The answer is all in correct training.

Above all in Italy it is widely believed that the exercises are only a useless waste of money, alas it would be good to clarify that the doctrines alone do not make the warrior.
Training is that physical exercise, but also and above all, mental training at the base of the operational efficiency of each warrior.

Would you ever ask a surgeon to work less during his training period? I do not think so. Instead, we ask security operators to give up something that will not only save our lives but also their own.

Training - not to be really a waste of money - must be targeted and done in the best possible way.
Shooting ranges and simulations as realistic as possible are at the base of everything.
Modern battlefield simulation technologies will allow the warrior to form himself automatically so that when he has to repeat these actions in combat he has no doubt about what to do.

The most common example is the very distressing "homework" that they gave us at school. The more exercises you did, the better you went in the classwork, the more you repeated the lesson the more you knew how to expose it to the teacher.
In the same conditions the warrior must operate.

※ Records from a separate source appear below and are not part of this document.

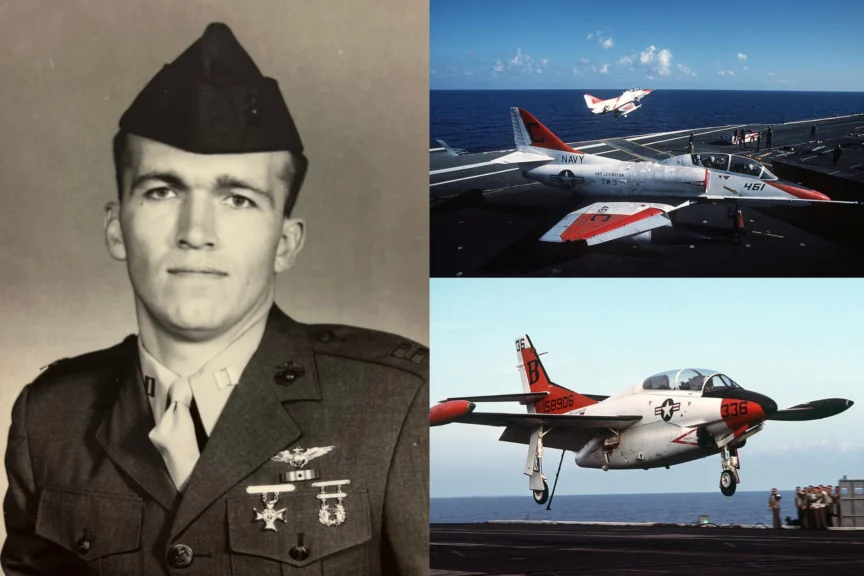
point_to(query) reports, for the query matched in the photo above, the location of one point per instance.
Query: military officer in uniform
(225, 438)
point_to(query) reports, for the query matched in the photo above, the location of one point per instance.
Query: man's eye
(162, 193)
(237, 201)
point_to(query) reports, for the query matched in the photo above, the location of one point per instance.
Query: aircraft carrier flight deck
(570, 549)
(486, 218)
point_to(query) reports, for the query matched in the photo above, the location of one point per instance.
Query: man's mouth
(196, 271)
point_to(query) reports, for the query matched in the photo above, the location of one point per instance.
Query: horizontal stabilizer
(815, 410)
(522, 158)
(601, 222)
(528, 398)
(548, 420)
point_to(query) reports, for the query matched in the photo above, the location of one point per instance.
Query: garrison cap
(213, 100)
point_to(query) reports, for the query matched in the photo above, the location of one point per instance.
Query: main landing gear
(537, 482)
(729, 478)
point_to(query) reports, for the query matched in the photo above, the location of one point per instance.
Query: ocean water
(479, 120)
(741, 508)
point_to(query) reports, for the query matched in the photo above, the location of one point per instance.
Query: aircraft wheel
(727, 483)
(540, 496)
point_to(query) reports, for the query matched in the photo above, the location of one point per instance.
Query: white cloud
(647, 57)
(665, 59)
(517, 60)
(659, 62)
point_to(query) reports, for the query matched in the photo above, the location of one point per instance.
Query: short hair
(292, 177)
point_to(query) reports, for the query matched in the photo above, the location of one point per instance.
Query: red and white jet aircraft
(629, 101)
(669, 418)
(688, 179)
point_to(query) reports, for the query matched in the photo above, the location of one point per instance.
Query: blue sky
(794, 340)
(729, 45)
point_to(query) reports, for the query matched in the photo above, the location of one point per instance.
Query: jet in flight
(667, 419)
(623, 186)
(629, 101)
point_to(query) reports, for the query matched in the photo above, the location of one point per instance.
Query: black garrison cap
(213, 100)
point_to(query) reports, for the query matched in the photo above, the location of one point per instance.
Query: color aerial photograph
(690, 139)
(646, 426)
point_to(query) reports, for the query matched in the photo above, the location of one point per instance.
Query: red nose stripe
(803, 193)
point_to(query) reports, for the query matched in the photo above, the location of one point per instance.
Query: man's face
(202, 235)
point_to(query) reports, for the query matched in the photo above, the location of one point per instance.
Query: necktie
(174, 437)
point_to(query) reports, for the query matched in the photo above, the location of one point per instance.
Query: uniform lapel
(124, 432)
(253, 426)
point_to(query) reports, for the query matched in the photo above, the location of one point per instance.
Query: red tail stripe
(542, 137)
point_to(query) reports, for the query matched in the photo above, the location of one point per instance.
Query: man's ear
(113, 231)
(290, 243)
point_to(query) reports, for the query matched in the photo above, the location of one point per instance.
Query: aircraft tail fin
(591, 100)
(535, 379)
(529, 133)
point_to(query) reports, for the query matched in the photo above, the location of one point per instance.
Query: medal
(299, 457)
(269, 515)
(331, 514)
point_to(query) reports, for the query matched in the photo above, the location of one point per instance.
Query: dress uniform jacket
(90, 494)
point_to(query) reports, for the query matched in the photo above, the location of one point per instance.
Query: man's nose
(196, 226)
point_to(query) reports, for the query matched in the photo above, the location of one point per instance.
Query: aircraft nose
(768, 405)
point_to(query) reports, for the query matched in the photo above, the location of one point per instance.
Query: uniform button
(299, 553)
(179, 556)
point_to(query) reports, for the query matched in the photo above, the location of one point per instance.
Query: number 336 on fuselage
(669, 418)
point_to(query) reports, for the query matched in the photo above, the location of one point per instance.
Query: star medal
(269, 515)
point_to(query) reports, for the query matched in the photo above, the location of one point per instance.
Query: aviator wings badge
(299, 457)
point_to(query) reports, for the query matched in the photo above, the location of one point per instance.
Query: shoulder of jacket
(374, 346)
(96, 365)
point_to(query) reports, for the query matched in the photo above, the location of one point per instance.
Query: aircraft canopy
(690, 379)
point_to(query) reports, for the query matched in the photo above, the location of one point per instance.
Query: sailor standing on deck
(800, 505)
(774, 506)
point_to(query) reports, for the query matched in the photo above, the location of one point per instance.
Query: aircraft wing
(773, 199)
(547, 420)
(604, 221)
(522, 158)
(814, 410)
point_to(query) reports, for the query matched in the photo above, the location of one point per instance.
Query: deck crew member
(774, 506)
(226, 437)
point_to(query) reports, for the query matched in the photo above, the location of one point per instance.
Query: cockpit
(732, 163)
(689, 380)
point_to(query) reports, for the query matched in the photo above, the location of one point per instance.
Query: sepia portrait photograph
(215, 312)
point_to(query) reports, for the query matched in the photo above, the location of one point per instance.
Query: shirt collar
(212, 383)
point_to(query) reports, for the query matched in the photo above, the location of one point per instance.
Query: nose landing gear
(729, 478)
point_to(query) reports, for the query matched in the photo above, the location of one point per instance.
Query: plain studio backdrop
(355, 78)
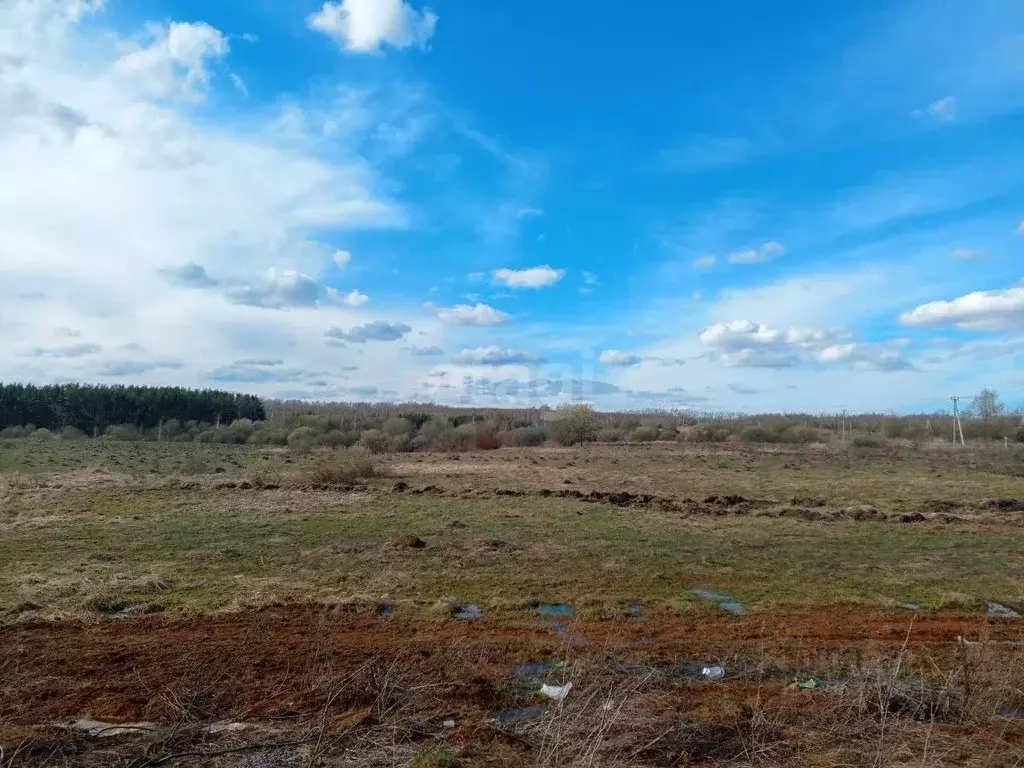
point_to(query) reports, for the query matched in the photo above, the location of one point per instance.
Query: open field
(181, 585)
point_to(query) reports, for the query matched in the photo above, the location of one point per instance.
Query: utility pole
(956, 422)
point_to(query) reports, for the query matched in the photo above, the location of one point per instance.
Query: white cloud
(353, 298)
(943, 110)
(376, 331)
(759, 255)
(469, 314)
(748, 344)
(495, 355)
(966, 253)
(537, 276)
(164, 237)
(240, 84)
(175, 62)
(275, 290)
(982, 310)
(620, 358)
(364, 26)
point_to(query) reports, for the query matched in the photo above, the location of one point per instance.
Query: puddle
(536, 669)
(692, 671)
(555, 609)
(1001, 611)
(507, 717)
(469, 611)
(725, 602)
(99, 729)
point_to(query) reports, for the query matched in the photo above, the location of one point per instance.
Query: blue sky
(721, 206)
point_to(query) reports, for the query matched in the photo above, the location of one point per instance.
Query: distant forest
(92, 409)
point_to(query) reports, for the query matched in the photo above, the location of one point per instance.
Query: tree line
(94, 408)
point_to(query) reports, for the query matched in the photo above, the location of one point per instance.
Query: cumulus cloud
(620, 358)
(276, 290)
(982, 310)
(376, 331)
(537, 276)
(134, 368)
(74, 350)
(469, 314)
(748, 344)
(943, 110)
(495, 355)
(966, 253)
(759, 255)
(353, 298)
(242, 373)
(189, 274)
(175, 62)
(364, 26)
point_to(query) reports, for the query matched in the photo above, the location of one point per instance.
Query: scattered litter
(690, 671)
(507, 717)
(226, 727)
(713, 673)
(556, 692)
(100, 729)
(532, 670)
(809, 683)
(725, 602)
(555, 609)
(469, 611)
(1003, 611)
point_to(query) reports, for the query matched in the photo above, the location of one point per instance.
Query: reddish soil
(284, 660)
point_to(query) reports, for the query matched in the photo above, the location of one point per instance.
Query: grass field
(862, 566)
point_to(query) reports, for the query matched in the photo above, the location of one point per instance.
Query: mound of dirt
(406, 541)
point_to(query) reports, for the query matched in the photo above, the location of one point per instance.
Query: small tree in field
(574, 425)
(987, 406)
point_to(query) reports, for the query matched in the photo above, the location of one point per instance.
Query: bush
(375, 441)
(644, 434)
(757, 434)
(121, 432)
(573, 425)
(396, 427)
(301, 435)
(525, 436)
(487, 442)
(344, 468)
(337, 438)
(865, 440)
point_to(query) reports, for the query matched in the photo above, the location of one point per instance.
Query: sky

Training highly selected bodies in simulations on the verge of ridicule threatens to endanger their lives and those of other operators in the field.
Spending money on highly educational and realistic training is not a waste of time or money, if anything the real loss of money is what we find ourselves now.
Few polygons, few munitions fired, old weapons and surreal places.
Our Army and not even to say our police and public security forces are summarily trained to deal with all that the body does when under stress.

Thanks to Colonel Grossman and his search for thousands of soldiers, they understood what happens to their bodies when they are in combat. Many have understood that the reactions they believed to be extraordinarily are actually the (sometimes unorthodox) method that our body has to save our lives.
But above all, the colonel has cleared a stereotype over thousands of years and has made a real improvement in the lives of many soldiers.

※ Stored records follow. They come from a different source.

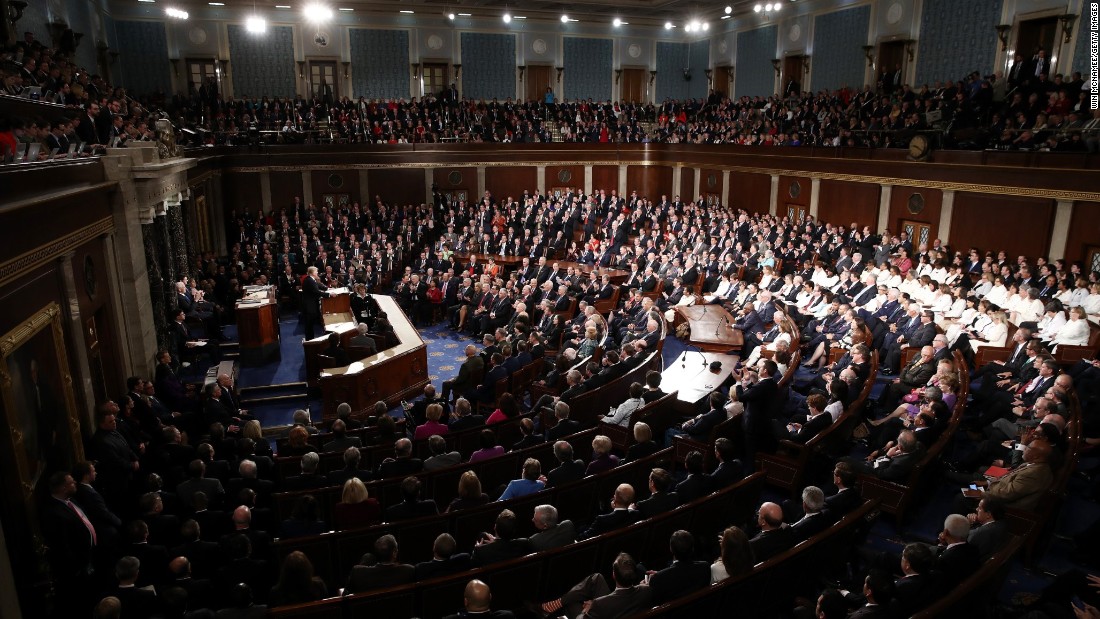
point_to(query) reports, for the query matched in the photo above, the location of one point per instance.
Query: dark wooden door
(634, 86)
(538, 80)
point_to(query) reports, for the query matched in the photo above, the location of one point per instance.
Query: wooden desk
(257, 327)
(391, 375)
(693, 379)
(711, 327)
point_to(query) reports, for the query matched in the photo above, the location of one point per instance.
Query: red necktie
(79, 514)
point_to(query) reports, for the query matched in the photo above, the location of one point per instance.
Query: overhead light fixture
(318, 13)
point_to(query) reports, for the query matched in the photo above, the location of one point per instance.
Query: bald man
(476, 599)
(774, 535)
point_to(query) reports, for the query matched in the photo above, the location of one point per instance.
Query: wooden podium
(257, 325)
(393, 374)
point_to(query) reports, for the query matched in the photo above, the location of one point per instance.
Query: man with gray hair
(815, 519)
(551, 532)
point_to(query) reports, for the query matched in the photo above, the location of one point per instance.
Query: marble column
(884, 196)
(1059, 234)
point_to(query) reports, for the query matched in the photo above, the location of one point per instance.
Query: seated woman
(355, 508)
(470, 493)
(432, 426)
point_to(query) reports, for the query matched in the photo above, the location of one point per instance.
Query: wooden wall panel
(1084, 230)
(404, 186)
(242, 191)
(604, 177)
(285, 187)
(553, 175)
(466, 179)
(688, 184)
(899, 208)
(843, 202)
(750, 191)
(711, 183)
(649, 181)
(505, 181)
(1018, 225)
(343, 181)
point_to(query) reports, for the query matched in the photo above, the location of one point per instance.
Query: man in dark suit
(469, 374)
(569, 470)
(503, 543)
(312, 291)
(444, 560)
(618, 517)
(684, 575)
(402, 465)
(594, 597)
(385, 573)
(759, 401)
(411, 505)
(476, 599)
(661, 498)
(551, 532)
(774, 537)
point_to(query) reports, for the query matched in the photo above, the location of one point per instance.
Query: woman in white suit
(1075, 332)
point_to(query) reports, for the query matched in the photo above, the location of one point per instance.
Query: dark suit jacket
(658, 503)
(565, 473)
(435, 567)
(563, 533)
(611, 521)
(678, 579)
(767, 544)
(499, 550)
(364, 578)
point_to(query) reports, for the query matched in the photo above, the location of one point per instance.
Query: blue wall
(956, 39)
(754, 74)
(380, 61)
(838, 56)
(262, 65)
(488, 65)
(589, 68)
(672, 58)
(143, 57)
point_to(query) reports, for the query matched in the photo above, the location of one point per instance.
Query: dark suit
(767, 544)
(678, 579)
(565, 473)
(611, 521)
(561, 534)
(364, 578)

The hope is to see this scientific approach to war in our country too, a change mainly linked to how public opinion decides to see its "warriors" in the future.
Waiting to be awakened by this lethargic sleep in which the disquisition concerns the physiology of combat, we try to open a window of knowledge on this discipline and related disorders.

The next time you see a uniform or hope to wear one, remember above all the personal sacrifice these men and women perform daily.
A literally "unnatural" effort awaits them and we at least owe them the honesty to speak in their condition in a professional and rhetorical way.